Former Palmetto State Bank CEO Russell Laffitte was convicted in November 2021 by a federal jury on bank fraud charges related to financial moves he took to help out Murdaugh using money held for many of those underage victims in his family’s bank.
The since-disbarred attorney admitted to those thefts when he took the stand in his own defense. But he emphatically denies prosecutors’ claims that the threat of the looming exposure of those crimes drove him to kill Maggie and Paul with two different firearms by the family dog kennels, and then use a visit to his Alzheimer’s-afflicted mother as an alibi.
The state has presented a largely circumstantial case, with no direct physical evidence tying Murdaugh to the crimes. The murder weapons have never been found, although prosecutors say they were family weapons based on comparisons between shell casings at the scene and others found around the property.

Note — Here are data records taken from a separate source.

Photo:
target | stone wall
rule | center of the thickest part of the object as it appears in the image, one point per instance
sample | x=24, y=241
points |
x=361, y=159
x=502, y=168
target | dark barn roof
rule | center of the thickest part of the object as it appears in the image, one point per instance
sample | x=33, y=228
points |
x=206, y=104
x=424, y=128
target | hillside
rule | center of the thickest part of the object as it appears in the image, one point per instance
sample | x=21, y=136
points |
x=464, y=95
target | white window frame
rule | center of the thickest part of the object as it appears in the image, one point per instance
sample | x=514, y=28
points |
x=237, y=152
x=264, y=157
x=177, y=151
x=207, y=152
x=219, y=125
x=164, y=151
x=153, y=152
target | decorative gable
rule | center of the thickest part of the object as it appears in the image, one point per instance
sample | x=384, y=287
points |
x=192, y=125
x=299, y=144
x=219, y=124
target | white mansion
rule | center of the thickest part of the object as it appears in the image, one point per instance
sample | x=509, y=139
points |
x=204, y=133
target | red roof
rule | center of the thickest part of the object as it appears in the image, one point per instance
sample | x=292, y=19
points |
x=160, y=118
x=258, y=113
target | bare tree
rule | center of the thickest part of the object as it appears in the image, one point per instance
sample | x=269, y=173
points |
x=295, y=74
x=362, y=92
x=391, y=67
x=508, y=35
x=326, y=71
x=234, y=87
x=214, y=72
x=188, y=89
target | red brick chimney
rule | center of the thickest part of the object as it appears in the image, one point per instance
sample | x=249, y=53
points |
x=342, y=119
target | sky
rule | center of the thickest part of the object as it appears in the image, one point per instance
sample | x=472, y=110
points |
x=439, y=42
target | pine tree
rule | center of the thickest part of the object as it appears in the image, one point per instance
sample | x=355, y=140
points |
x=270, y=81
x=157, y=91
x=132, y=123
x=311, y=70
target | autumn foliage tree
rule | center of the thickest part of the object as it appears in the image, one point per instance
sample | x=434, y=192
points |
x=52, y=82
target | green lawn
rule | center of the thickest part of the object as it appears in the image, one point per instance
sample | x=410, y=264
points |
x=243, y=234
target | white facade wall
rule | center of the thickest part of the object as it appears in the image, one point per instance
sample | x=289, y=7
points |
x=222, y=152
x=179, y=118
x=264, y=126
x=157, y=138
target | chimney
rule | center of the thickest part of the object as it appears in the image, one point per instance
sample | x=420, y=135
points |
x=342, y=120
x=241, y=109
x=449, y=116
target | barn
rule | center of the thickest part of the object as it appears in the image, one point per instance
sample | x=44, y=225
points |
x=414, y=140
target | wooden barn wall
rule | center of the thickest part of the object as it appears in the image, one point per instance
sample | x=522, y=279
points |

Prosecutors have built a timeline of the killings based on activity on Paul and Maggie’s cellphones at 8:49 p.m. Maggie’s cellphone records movement from 8:53 p.m. to 9:08 p.m., during which time it traveled from the kennels to the side of the road outside Moselle. Data from Murdaugh’s phone and his car also recorded his movements leaving the property around the same time.
Most damning might be a short cellphone video shot by Paul moments before his death that includes Murdaugh’s voice. Murdaugh had told investigators he wasn’t with his wife and son at the kennels that night. He later admitted on the stand he lied about his whereabouts that night.
But the defense has hammered on flaws in the investigation they say show that the South Carolina Law Enforcement Division zeroed in on Murdaugh early to the exclusion of other possible suspects, and that others had more reason to want Paul dead over his involvement in a 2019 boat crash that killed teenager Mallory Beach, an event Paul faced criminal charges for at the time of his death.
In his closing Wednesday, Waters said the law does not treat circumstantial evidence as less valid than direct evidence. He also said the legal standard of reasonable doubt doesn’t mean the jurors have no doubt at all.
To illustrate, Waters held up a picture of the Mona Lisa and ripped the corner off.
“That’s reasonable doubt,” he said. “You still know what this is.”
On Wednesday morning, the jury toured the Moselle dog kennels property and visited the outside of the main house, with Newman in tow, along with other Colleton County personnel and members of law enforcement, some of whom testified for the state earlier in the trial.
In addition to the judge and other court officials, Murdaugh’s defense attorneys Dick Harpootlian and Margaret Fox were also on scene, as was South Carolina Attorney General Alan Wilson.
A three-person media pool was allowed to go on the property as well: Wall Street Journal reporter Valerie Bauerlein, Post and Courier photographer Andrew Whitaker and Steven Gresham, a photojournalist for Court TV.
The reporters followed behind the jury, who were only visible for several minutes.
“We had a few seconds to view them as they walked the narrow path between the kennels and the shed. One juror was standing in the feed room door, glancing up at the doorway that has been the subject of so much wrenching testimony,” Bauerlein wrote.
“The grass on the property is tall and the shrubs outside the caretaker’s cabin are bushy and overgrown. The black mailbox at the entrance to the kennels is covered in pollen and spiderwebs. There is a ‘no trespassing’ sign tied to a post at the top of the mailbox,” Bauerlein added.